Caracas had accused both ExxonMobil and the U.S. government of engineering hostilities between it and Guyana. However, it is the Maduro regime which has deployed troops to the border with Guyana along with publicly announced plans to take control of the vast Essequibo region which has been legally part of Guyana’s territory for over 124 years.  

“I am not sure the press has captured the true intensity of the situation there, but we are keeping an eye on it,” Woods said to Bloomberg at the COP28 climate summit in Dubai. “We can do what we can do, which is making sure that we are helping the government of Guyana by producing the resources efficiently.”

Venezuela had threatened Exxon because of its participation in Guyana’s bid round; the announcement of the results kickstarted this latest wave of aggression. 

President of ExxonMobil Guyana, Alistair Routledge had said that the company plans to stay on its development track, unmoved by Venezuela.

“…we have not been scared away by Venezuela…that’s why we’re still working in Guyana.
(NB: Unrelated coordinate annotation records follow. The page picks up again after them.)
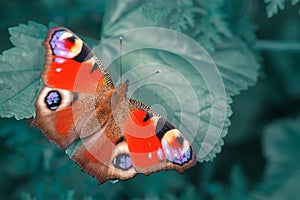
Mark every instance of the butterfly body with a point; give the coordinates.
(117, 137)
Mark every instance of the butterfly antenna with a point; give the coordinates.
(145, 77)
(121, 60)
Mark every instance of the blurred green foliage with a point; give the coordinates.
(259, 158)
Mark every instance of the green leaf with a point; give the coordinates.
(20, 69)
(281, 149)
(273, 6)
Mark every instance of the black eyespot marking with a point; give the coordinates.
(184, 158)
(122, 161)
(53, 100)
(72, 39)
(147, 117)
(162, 127)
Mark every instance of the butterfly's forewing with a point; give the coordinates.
(154, 143)
(69, 61)
(72, 75)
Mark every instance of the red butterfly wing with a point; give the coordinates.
(71, 65)
(154, 143)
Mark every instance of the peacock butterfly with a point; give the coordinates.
(115, 137)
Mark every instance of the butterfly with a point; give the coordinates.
(113, 137)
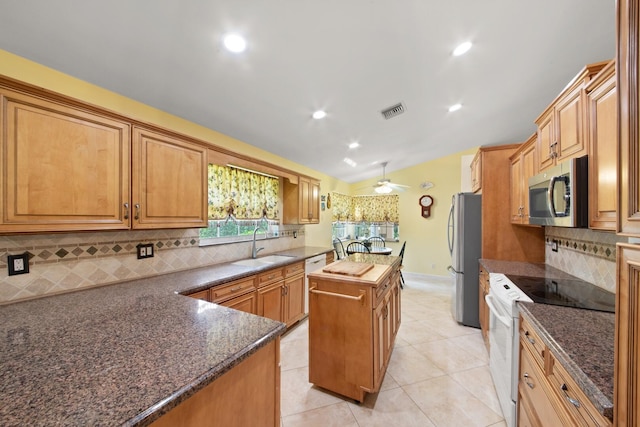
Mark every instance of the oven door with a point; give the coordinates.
(501, 354)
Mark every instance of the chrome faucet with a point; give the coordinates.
(254, 250)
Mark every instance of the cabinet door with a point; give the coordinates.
(516, 190)
(294, 299)
(270, 300)
(603, 139)
(570, 134)
(528, 170)
(546, 139)
(63, 168)
(627, 376)
(169, 182)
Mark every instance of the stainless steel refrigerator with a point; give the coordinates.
(464, 232)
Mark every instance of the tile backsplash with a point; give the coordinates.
(71, 261)
(584, 253)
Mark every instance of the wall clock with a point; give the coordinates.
(425, 206)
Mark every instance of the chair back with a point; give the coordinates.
(357, 247)
(376, 241)
(339, 248)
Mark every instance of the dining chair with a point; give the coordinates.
(401, 255)
(376, 241)
(339, 248)
(357, 247)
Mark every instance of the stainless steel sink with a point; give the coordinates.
(259, 262)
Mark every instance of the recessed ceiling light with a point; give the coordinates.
(319, 115)
(462, 49)
(350, 162)
(235, 43)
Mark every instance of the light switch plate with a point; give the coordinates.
(18, 264)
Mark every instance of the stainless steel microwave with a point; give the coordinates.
(559, 195)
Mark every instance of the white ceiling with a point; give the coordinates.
(352, 58)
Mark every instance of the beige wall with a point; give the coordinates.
(427, 249)
(63, 262)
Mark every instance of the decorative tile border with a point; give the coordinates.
(599, 249)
That’s why we anticipate continuing to do so for decades to come,” Routledge told reporters on October 17. 

Speaking at a December 7 press conference, Guyana’s Vice President, Bharrat Jagdeo reaffirmed that oil and gas exploration and development is Exxon’s focus in the South American country.

“They’ve made it clear that this is an issue between states, and they’re here to deal with their business,” Jagdeo said. “It’s our country, it’s not Exxon’s country. It is our country, and we have to defend all of its assets, every bit of the territory, land and sea, all of our assets and most importantly, our people. That’s our responsibility, it’s not Exxon’s responsibility nor anybody else’s.”

Venezuela’s recent attempts to claim two-thirds of Guyana’s territory, culminating in a referendum to annex the Essequibo region, have escalated tensions. Despite the International Court of Justice’s ruling against compromising Guyana’s control of Essequibo, Venezuela proceeded with the referendum, prompting Guyana’s preparations for potential outcomes.

Major strategic partners, including the United States, Brazil, Britain, and CARICOM, have rallied behind Guyana. Venezuela’s provocations extended to threats against participating oil companies and individuals supporting Guyana, conveyed through communiques from President Maduro and Venezuela’s Defense Minister, Vladímir Padrino López, over the past two months.